In the yellow trap count done for the Tlayacapan orchard (1,736 masl), a total of 2009 adults was obtained in the whole sampling period, while in the direct sampling from buds 1,034 adults were obtained, and 3,992 nymphs were obtained from the leaves. In the Tlalnepantla B orchard (1,934 masl) 852 adults in the yellow traps, 759 adults from buds, and 1,354 nymphs from leaves were counted. Last, in the Tlalnepantla A orchard (2,230 masl) a total 1,314 adults in traps, 790 adults from buds, and 1,542 nymphs from leaves were obtained.
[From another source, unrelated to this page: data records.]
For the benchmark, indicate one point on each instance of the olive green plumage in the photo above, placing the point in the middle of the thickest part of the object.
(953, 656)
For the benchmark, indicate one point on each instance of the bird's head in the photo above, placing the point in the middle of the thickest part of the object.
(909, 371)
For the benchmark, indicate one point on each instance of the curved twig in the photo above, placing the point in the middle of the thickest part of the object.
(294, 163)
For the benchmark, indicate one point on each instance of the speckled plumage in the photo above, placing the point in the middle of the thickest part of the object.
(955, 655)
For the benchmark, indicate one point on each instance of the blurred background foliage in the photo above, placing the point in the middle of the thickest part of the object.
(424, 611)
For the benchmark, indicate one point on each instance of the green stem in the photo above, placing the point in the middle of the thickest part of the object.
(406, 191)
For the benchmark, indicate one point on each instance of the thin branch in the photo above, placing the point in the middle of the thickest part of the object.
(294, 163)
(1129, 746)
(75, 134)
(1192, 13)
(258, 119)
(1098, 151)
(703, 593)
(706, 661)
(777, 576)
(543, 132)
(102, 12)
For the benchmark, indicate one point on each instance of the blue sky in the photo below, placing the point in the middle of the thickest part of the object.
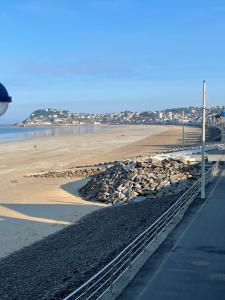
(111, 55)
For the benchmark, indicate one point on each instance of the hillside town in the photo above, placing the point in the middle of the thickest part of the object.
(187, 115)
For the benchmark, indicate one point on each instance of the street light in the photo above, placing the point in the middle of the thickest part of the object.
(203, 141)
(5, 99)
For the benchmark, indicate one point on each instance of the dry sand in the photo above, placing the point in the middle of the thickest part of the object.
(32, 208)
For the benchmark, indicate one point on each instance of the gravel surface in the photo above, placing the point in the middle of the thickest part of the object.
(55, 266)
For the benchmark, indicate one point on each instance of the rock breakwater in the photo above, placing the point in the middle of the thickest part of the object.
(140, 179)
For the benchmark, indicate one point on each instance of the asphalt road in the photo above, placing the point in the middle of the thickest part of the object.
(190, 264)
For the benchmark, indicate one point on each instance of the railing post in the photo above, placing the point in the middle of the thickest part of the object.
(111, 281)
(130, 258)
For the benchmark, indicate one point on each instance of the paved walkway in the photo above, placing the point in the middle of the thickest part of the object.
(190, 264)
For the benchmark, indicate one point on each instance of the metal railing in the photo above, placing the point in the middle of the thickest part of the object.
(104, 280)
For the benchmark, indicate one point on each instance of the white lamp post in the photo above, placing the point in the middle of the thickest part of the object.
(203, 142)
(5, 99)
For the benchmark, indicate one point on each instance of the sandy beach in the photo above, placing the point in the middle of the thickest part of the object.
(32, 208)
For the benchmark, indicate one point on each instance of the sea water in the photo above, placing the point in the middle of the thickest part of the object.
(23, 133)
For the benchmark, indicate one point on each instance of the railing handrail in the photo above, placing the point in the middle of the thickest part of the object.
(129, 247)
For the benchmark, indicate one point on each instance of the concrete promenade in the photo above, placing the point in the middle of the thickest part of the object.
(190, 264)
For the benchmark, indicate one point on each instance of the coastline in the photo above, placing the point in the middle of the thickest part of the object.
(32, 208)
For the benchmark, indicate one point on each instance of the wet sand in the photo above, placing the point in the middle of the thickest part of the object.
(32, 208)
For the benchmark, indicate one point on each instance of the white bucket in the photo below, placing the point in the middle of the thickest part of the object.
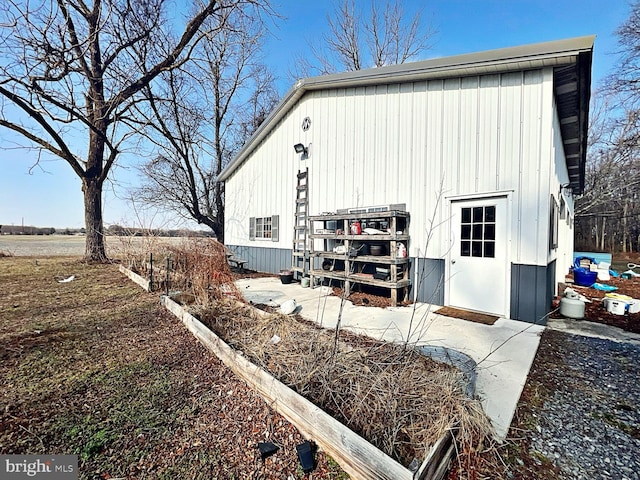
(572, 308)
(634, 306)
(617, 307)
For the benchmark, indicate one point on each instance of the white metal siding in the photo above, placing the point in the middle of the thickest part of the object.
(395, 143)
T. persea was present in all three sampled orchards. The results indicated that the lowest altitude orchard had the highest population of the species (Fig. 1, Table 1), from a greater capture registry in yellow traps and direct counting from buds and leaves, with a ratio of 1:3.9 (adult:nymph). The medium altitude orchard had a similar proportion of adults captured in the traps and counted from buds (Fig. 2, Table 1), while the nymph population was greater than the adult population with an adult:nymph ratio of 1:1.8. The orchard with the highest altitude showed a lower population of adults in the direct count from buds than in the traps (Fig. 3, Table 1); the ratio of adults from buds with regard to nymphs from leaves was 1:2.

Fig. 1.

Fig. 1.

Population fluctuation of T. perseae, crop buds and meteorological data from February 2014 to April 2015 in the Tlayacapan orchard (1,736 masl). (A) Adult fluctuation in traps and leaves, nymphs fluctuation and number of generations; (B) Mean temperature, precipitation, relative humidity, and vegetative buds.

Table 1.

Average whitefly populations for T. perseae during February 2014 to April 2015 in three avocado orchards in Morelos, Mexico

Date Tlayacapan 1,736 masl
Tlaneplantla B 1,934 masl
Tlanepantla A 2,230 masl
AD NY AD TR AD NY AD TR AD NY AD TR
28 Feb. 2014 16.4 4.1 49.8 8.2 7.2 12.0 3.1 8.8 27.4
21 Mar. 2014 14.5 2.8 32.0 4.7 4.5 14.7 8.2 9.5 12.3
11 Apr. 2014 4.1 1.1 45.3 1.5 2.1 21.2 6.6 3.5 42.9
2 May 2014 0.7 0.7 15.6 0 0 9.7 7.9 0 6.8
23 May 2014 8.8 0 0.8 1.2 0 1.3 5 0 1.5
13 Jun. 2014 4 12.4 1.4 1.9 2.3 1.8 1.4 1.5 1.1
4 Jul. 2014 1.9 10.4 1.6 1.6 2.5 0.9 2.4 7.9 2.9
25 Jul. 2014 1 3.1 1.2 3.9 2.3 1.1 1.6 2.5 2.5
15 Aug. 2014 2.3 11.6 0.9 1.4 10.9 1.5 1.3 6.3 2.9
5 Sep. 2014 0.7 8.6 1.3 5.9 14.5 1.9 6.2 19.9 1.4
26 Sep. 2014 0 16 2.8 6.6 12.5 2.2 2 5.4 1.6
17 Oct. 2014 0 9.9 3.3 0 1 2.5 0.8 5.4 2.6
7 Nov. 2014 1 23.5 14.1 0 3.9 1.4 1.3 3.9 1.3
28 Nov. 2014 0 42.2 2.9 0 9 1.6 0 11.2 0.9
19 Dec. 2014 0.2 50.8 6.8 0 10.7 5.0 0 12.5 4.3
09 Jan. 2015 7.8 50.1 4.9 2.1 14.9 3.9 1.2 14.7 1.1
30 Jan. 2015 8.9 49.4 1.9 10.2 9.9 3.6 5.5 16.1 3.8
20 Feb. 2015 6.1 41.3 1.7 5.6 9.1 2.5 8.7 10.4 1.4
13 Mar. 2015 9.4 35.8 3.9 7.3 8.8 3.8 8.5 7.6 5.2
08 Apr. 2015 15.6 25.4 8.7 13.8 9.3 4.6 7.3 7.1 7.5

AD, adults; NY, nymphs; AD TR, adults for tramp.

Fig. 2.

Fig. 2.

Population fluctuation of T. perseae, crop buds and meteorological data from February 2014 to April 2015 in the Tlalnepantla B orchard (1,934 masl). (A) Adult fluctuation in traps and leaves, nymphs fluctuation and number of generations; (B) Mean temperature, precipitation, relative humidity, and vegetative buds.

Fig. 3.

Fig. 3.

Population fluctuation of T. perseae, crop buds and meteorological data from February 2014 to April 2015 in the Tlalnepantla A orchard (2,230 masl). (A) Adult fluctuation in traps and leaves, nymphs fluctuation and number of generations; (B) Mean temperature, precipitation, relative humidity, and vegetative buds.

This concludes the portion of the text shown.